So in my classes I've taken I was told by the teacher "case statements and if-else statements are the same things essentionally" so why learn both? and so I was not taught about cases.
Besides the fact I should learn it anyway incase I need it for someone elses code, should I learn these for an actual purpose? Are they good for something that if-else isnt as good for?

basically if you have series of conditions that rely on different values of the same variable then a case construct is simnpler to code than a series of if-else statements.

if else is much more flexible than cases. But there are times, when cases can be much simpler. Example, a menu system. At school, for any such menus we use cases.

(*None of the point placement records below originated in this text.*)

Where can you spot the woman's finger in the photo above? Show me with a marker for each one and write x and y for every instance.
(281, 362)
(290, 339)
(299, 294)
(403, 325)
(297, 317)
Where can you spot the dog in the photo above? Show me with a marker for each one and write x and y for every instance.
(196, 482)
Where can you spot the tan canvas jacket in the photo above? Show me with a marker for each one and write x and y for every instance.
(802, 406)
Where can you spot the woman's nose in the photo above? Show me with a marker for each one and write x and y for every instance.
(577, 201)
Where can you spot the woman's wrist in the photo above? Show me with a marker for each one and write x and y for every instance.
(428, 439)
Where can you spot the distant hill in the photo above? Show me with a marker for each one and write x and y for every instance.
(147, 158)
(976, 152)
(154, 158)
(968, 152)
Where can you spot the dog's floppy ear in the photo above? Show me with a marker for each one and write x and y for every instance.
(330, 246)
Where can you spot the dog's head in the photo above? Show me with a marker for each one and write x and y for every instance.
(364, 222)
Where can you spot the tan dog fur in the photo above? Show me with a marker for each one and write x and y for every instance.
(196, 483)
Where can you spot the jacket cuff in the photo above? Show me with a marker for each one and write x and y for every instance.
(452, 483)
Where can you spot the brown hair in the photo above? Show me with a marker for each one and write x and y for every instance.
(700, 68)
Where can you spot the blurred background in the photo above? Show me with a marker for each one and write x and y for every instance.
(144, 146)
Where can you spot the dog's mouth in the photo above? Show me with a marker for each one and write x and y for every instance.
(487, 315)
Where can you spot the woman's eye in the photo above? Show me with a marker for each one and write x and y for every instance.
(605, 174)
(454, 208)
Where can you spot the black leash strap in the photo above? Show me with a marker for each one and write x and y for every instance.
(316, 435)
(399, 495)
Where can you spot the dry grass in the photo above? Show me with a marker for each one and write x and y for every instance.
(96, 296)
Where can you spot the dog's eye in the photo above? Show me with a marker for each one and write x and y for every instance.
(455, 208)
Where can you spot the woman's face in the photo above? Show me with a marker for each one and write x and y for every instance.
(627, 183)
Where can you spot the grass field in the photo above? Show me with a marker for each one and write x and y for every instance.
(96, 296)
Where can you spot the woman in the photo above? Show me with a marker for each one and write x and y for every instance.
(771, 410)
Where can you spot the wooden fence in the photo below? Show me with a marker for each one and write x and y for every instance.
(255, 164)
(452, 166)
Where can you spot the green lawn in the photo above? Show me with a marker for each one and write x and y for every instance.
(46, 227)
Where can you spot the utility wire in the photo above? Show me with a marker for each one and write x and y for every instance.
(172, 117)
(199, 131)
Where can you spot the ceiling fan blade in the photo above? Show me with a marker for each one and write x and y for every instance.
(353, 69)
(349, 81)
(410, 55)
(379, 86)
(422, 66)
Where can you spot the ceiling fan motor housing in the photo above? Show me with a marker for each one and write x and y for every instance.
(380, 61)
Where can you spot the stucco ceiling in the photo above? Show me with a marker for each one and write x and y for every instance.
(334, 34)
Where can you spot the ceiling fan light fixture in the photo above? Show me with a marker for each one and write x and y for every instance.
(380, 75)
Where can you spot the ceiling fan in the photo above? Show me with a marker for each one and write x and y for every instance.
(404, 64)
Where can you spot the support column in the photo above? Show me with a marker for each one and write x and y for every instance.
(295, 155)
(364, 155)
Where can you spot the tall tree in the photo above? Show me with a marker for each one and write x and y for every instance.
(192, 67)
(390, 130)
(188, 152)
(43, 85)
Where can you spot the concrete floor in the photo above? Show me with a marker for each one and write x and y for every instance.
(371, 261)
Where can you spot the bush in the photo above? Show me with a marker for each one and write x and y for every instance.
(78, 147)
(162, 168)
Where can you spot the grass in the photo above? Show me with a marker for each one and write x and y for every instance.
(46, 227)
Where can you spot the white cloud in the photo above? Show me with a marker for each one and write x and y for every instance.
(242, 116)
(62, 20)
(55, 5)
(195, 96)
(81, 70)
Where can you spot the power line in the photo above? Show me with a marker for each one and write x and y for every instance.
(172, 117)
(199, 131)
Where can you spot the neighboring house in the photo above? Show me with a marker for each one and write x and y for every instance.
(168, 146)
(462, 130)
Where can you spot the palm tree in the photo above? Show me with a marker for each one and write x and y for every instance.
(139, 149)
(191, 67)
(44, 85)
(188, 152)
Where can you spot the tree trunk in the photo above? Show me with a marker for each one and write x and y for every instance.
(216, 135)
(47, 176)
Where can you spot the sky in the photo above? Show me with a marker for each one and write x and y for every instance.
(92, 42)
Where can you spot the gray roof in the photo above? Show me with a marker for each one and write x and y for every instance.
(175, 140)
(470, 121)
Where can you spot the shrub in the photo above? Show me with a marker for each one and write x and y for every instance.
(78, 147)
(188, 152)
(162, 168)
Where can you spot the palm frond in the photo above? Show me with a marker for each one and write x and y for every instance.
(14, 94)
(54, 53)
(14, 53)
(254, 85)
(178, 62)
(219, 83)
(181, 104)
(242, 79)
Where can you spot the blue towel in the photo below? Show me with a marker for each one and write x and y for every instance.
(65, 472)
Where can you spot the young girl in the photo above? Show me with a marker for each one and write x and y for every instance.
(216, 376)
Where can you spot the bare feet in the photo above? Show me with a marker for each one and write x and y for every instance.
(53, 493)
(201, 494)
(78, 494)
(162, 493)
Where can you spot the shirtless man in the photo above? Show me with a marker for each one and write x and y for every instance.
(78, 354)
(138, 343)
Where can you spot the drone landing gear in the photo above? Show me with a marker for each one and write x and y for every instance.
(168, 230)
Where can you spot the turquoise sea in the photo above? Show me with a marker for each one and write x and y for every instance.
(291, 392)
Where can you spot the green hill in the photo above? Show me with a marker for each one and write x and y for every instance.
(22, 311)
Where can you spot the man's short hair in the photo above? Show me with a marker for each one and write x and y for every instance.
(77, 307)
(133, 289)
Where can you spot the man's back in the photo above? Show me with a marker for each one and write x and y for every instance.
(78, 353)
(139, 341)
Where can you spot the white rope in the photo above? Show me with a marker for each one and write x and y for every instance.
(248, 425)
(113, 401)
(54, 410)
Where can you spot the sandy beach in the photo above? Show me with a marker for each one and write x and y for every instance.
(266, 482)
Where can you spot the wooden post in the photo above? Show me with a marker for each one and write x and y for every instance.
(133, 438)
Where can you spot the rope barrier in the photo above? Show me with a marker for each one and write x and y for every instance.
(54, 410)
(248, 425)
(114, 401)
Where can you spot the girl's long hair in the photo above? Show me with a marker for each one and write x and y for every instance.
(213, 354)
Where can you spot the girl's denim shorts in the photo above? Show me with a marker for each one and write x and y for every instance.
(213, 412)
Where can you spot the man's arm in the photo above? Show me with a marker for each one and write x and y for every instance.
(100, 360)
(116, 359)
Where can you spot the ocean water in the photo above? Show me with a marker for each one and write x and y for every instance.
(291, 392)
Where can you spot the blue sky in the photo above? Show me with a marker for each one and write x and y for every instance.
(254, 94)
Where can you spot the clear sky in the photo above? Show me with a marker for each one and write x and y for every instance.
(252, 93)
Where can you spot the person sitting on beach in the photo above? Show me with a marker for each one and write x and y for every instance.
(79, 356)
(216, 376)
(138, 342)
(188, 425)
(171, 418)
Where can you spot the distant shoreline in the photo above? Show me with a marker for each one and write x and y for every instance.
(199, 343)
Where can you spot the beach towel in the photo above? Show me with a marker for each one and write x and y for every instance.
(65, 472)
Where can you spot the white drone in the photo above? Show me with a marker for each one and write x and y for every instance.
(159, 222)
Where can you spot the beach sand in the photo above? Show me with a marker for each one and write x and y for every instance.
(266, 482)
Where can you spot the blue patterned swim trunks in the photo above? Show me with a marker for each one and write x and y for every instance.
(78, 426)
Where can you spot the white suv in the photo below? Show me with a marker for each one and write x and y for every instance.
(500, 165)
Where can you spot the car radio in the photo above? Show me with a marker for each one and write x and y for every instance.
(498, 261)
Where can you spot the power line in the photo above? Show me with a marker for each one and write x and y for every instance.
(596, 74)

Idea is, if the the condition is not complex and just depends on the value of a single variable, switch cases are better.......

Besides the inherent simplicity of the switch-case compared to else-if, there is also some performance benefit to a switch-case, at least, nominally (i.e., if the compiler is not smart enough to produce the most efficient code in either case). In the classic use of a switch-case, something like this:

enum MyEnum {
  Zero,
  One,
  Two,
  Three
};

void printCast(MyEnum value) {
  switch(value) {
    case Zero:
      std::cout << "Zero" << std::endl;
      break;
    case One:
      std::cout << "One" << std::endl;
      break;
    case Two:
      std::cout << "Two" << std::endl;
      break;
    case Three:
      std::cout << "Three" << std::endl;
      break;
  };
};

then, the switch-case is going to be more efficient because an enum is just a type-safe integer value, and the compiler will, by default, assign the values as 0, 1, 2, ... for the different entries in the enum type. When you make a switch statement like above, the code is not going to evaluate the individual conditions (i.e., (value == Zero), (value == One), ...) but will, instead, do a jump in execution based on the value of the switch variable. And that is technically more efficient. Of course, the caveat here is that even with a else-if version, it is possible that the compiler will figure out that it is equivalent to the above switch-case, and produce the same "most efficient" code anyways. But, it is one more thing to consider.

The basic lesson here is that if a switch-case statement is the more natural way of expressing something, then use it, but don't go out of your way to use a switch-case (some people tend to be "switch-case fanatics", don't be one of those people).